As usual we begin with our test synthetic data set, and cluster it with HDBSCAN. The primary point to note here, however, is the use of the prediction_data=True keyword argument. This ensures that HDBSCAN does a little extra computation when fitting the model that can dramatically speed up the prediction queries later.

You can also get an HDBSCAN object to create this data after the fact via the generate_prediction_data() method.

data = np.load('clusterable_data.npy')
clusterer = hdbscan.HDBSCAN(min_cluster_size=15, prediction_data=True).fit(data)
pal = sns.color_palette('deep', 8)
colors = [sns.desaturate(pal[col], sat) for col, sat in zip(clusterer.labels_,
                                                            clusterer.probabilities_)]
plt.scatter(data.T[0], data.T[1], c=colors, **plot_kwds);
_images/prediction_tutorial_3_0.png

Now to make things a little more interesting let’s generate 50 new data points scattered across the data. We can plot them in black to see where they happen to fall.
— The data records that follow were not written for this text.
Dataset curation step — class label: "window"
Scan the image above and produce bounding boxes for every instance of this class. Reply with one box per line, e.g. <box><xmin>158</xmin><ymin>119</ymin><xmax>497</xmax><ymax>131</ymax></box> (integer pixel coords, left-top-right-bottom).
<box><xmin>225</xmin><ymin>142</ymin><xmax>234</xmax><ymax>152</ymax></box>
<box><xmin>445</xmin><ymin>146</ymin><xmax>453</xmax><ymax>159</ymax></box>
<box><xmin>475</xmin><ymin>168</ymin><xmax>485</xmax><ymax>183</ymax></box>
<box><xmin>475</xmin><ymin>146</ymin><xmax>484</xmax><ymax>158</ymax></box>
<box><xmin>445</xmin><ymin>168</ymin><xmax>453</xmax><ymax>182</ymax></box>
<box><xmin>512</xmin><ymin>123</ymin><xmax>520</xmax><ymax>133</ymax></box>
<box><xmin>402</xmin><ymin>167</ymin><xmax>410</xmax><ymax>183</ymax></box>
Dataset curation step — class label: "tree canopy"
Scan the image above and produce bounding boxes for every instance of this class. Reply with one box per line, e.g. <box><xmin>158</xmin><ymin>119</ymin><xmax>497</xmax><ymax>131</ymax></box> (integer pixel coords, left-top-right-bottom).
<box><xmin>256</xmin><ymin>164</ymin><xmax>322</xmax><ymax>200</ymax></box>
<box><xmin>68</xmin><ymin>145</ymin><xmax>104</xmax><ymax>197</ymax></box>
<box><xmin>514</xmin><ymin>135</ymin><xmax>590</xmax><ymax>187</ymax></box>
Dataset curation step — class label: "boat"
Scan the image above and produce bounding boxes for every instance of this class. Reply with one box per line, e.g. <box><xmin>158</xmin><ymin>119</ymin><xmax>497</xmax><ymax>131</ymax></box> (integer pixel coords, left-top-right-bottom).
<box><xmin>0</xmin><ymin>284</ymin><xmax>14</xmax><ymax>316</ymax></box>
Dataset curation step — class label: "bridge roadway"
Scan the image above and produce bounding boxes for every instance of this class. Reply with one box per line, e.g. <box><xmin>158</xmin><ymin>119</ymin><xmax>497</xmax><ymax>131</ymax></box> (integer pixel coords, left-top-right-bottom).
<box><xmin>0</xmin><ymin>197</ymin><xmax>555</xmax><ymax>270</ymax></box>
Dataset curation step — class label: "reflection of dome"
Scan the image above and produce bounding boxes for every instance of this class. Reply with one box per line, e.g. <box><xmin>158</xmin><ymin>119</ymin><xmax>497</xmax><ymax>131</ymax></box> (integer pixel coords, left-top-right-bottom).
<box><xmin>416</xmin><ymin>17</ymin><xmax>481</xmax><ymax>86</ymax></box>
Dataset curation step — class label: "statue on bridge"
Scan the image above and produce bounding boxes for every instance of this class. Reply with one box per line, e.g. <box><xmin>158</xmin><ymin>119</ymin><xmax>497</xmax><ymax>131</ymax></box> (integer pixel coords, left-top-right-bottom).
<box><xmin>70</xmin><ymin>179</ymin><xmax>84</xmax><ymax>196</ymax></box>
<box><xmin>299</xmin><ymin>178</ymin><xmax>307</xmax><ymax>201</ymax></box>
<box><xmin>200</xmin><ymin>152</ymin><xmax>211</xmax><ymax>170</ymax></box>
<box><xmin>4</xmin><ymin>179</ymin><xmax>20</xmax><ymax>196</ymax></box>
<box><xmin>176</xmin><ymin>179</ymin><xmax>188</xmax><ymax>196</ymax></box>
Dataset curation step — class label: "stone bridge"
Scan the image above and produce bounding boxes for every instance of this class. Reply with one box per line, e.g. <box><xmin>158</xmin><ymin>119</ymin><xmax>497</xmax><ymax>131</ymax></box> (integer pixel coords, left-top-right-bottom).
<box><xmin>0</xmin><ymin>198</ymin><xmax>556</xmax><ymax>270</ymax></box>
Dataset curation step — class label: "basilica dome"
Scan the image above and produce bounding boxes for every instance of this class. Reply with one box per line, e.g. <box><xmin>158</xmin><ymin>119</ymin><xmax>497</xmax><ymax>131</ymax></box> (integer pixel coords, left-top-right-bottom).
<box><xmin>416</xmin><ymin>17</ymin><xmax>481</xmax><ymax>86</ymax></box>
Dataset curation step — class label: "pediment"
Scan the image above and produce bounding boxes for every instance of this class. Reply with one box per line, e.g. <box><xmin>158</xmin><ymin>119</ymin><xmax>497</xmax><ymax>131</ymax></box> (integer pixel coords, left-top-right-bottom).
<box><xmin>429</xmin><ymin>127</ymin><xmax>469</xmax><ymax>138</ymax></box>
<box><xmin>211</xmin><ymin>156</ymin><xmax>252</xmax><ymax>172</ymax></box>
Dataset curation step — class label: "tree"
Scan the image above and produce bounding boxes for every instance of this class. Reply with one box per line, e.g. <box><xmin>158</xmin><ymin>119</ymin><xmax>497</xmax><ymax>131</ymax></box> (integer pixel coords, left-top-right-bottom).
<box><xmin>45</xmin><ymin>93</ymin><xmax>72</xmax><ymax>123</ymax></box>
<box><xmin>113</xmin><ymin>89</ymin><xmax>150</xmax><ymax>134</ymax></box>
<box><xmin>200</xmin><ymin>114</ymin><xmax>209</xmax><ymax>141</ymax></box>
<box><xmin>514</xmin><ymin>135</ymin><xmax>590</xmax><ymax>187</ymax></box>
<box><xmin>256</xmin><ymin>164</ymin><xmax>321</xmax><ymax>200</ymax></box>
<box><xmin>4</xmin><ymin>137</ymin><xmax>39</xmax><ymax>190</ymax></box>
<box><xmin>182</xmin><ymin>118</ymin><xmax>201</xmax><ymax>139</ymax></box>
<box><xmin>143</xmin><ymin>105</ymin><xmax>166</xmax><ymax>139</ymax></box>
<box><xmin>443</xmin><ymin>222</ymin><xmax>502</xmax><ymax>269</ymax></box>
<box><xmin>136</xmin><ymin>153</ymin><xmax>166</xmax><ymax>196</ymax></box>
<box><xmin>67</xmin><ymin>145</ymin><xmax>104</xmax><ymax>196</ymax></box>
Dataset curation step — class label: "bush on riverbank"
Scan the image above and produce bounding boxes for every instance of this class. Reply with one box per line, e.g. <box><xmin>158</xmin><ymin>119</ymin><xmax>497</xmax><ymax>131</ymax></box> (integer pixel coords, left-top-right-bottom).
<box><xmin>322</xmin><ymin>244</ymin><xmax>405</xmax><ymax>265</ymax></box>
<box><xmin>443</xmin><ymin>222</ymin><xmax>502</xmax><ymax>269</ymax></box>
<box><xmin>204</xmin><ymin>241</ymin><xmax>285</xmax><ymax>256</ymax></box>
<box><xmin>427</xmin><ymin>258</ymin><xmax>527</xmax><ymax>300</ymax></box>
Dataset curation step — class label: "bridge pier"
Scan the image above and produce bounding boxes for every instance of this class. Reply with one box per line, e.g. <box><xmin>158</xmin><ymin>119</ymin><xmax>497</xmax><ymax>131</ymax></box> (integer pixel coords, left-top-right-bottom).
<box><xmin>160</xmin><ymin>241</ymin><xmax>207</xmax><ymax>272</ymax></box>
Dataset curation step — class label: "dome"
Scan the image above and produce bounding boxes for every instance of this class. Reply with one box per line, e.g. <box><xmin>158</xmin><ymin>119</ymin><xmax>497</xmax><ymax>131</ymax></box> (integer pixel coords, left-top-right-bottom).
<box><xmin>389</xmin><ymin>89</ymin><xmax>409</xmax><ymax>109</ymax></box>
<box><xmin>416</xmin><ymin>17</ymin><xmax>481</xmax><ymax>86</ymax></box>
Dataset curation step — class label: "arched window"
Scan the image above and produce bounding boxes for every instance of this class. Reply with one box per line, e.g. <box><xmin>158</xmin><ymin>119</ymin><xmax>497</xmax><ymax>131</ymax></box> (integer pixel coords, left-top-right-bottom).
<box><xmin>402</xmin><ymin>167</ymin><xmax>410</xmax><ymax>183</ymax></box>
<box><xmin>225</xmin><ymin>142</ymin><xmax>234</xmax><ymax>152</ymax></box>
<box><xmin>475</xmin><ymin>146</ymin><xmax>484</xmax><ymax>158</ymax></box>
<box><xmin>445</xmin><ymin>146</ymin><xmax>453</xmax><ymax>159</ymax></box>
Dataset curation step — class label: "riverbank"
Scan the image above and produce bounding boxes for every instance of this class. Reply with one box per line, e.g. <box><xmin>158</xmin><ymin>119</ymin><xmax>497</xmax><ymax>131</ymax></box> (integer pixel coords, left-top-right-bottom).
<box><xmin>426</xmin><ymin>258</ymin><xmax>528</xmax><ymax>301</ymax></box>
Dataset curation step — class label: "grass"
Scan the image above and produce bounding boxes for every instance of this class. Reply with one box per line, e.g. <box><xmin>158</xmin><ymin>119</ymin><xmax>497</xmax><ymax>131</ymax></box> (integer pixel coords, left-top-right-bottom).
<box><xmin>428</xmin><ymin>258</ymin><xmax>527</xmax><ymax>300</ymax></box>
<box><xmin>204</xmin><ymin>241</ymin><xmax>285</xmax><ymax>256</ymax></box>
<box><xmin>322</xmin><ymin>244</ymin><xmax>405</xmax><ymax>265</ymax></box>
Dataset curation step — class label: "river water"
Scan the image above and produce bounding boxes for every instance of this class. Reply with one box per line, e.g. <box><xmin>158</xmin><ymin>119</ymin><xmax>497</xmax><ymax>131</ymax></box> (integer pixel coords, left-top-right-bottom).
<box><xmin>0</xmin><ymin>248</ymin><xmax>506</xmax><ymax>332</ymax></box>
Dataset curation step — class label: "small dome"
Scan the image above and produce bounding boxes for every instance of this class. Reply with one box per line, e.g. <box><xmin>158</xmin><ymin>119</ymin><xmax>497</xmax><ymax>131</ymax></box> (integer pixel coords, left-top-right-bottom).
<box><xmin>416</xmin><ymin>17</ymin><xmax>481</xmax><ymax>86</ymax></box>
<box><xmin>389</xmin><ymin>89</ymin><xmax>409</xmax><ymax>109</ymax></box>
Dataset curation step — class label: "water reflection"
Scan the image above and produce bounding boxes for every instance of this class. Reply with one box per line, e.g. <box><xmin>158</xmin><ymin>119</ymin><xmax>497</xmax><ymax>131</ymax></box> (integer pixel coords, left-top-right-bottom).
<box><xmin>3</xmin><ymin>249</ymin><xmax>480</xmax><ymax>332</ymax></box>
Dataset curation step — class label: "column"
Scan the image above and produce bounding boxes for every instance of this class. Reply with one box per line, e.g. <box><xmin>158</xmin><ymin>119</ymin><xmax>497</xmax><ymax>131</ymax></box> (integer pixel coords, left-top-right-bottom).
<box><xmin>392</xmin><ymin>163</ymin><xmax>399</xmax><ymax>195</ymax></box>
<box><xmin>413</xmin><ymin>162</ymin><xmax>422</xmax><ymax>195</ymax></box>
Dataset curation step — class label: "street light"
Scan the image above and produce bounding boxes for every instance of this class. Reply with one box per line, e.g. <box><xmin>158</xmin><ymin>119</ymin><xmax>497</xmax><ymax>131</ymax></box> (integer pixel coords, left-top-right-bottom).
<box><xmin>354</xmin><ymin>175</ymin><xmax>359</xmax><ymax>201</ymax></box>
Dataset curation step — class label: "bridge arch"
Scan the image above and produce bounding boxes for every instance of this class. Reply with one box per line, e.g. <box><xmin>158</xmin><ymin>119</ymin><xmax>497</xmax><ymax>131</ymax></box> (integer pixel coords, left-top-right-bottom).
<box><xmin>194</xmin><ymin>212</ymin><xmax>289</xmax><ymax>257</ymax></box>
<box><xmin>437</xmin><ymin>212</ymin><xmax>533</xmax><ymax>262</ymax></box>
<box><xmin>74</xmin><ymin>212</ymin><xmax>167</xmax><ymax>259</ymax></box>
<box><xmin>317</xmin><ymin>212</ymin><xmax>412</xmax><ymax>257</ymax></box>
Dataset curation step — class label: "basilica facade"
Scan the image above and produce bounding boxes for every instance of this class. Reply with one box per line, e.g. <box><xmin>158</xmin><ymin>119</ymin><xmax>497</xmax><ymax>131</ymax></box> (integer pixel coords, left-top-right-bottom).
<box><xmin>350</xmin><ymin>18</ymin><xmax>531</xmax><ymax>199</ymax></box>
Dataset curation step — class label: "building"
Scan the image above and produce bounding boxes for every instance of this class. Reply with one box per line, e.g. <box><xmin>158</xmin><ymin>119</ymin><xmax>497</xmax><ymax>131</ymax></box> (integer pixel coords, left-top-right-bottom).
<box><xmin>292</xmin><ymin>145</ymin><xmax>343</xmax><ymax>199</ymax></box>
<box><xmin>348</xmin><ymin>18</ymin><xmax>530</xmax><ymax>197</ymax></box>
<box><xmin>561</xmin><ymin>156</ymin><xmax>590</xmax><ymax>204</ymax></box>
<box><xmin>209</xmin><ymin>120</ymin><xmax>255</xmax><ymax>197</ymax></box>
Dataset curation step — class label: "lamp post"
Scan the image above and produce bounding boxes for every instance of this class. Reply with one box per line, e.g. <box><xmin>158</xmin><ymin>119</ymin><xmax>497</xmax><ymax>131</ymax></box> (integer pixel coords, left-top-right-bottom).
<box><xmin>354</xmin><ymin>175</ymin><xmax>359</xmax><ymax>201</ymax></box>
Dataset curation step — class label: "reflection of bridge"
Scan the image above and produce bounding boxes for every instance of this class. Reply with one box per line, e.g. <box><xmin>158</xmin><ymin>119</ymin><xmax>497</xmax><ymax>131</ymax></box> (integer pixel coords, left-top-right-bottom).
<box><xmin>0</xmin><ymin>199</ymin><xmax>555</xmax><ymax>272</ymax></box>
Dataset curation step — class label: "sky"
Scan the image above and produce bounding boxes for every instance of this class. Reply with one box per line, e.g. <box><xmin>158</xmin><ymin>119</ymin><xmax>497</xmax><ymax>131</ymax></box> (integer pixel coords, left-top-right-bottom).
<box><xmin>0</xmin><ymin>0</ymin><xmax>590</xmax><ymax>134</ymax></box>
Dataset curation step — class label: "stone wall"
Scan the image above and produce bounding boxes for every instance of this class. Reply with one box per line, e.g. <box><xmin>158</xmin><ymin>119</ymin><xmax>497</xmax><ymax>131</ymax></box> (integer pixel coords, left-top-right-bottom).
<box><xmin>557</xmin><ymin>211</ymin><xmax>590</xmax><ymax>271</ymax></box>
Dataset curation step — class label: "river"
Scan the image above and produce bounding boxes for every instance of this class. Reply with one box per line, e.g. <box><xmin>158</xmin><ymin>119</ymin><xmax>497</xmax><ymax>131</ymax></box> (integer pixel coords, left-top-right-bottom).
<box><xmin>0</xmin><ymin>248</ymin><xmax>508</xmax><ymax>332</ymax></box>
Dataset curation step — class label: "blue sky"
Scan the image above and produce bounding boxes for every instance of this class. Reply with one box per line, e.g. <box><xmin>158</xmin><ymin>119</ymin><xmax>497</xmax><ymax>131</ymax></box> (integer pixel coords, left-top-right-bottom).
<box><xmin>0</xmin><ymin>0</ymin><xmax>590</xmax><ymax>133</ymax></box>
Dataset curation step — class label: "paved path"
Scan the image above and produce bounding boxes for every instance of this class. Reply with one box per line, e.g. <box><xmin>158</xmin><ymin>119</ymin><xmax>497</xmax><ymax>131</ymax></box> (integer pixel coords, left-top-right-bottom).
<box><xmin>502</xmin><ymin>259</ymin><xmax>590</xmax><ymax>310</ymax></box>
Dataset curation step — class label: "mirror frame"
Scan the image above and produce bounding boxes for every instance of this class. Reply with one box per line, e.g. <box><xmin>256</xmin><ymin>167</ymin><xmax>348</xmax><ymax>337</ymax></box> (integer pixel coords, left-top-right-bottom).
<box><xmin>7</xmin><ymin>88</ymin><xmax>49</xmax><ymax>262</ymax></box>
test_points = np.random.random(size=(50, 2)) - 0.5

colors = [sns.desaturate(pal[col], sat) for col, sat in zip(clusterer.labels_,
                                                            clusterer.probabilities_)]
plt.scatter(data.T[0], data.T[1], c=colors, **plot_kwds);
plt.scatter(*test_points.T, c='k', s=50)
_images/prediction_tutorial_5_1.png

We can use the predict API on this data, calling approximate_predict() with the HDBSCAN object, and the numpy array of new points. Note that approximate_predict() takes an array of new points. If you have a single point be sure to wrap it in a list.

test_labels, strengths = hdbscan.approximate_predict(clusterer, test_points)
test_labels
array([ 2, -1, -1, -1, -1, -1,  1,  5, -1, -1,  5, -1, -1, -1, -1,  4, -1,
       -1, -1, -1, -1,  4, -1, -1, -1, -1,  2, -1, -1,  1, -1, -1, -1,  0,
       -1,  2, -1, -1,  3, -1, -1,  1, -1, -1, -1, -1, -1,  5,  3,  2])

The result is a set of labels as you can see. Many of the points as classified as noise, but several are also assigned to clusters. This is a very fast operation, even with large datasets, as long the HDBSCAN object has the prediction data generated beforehand.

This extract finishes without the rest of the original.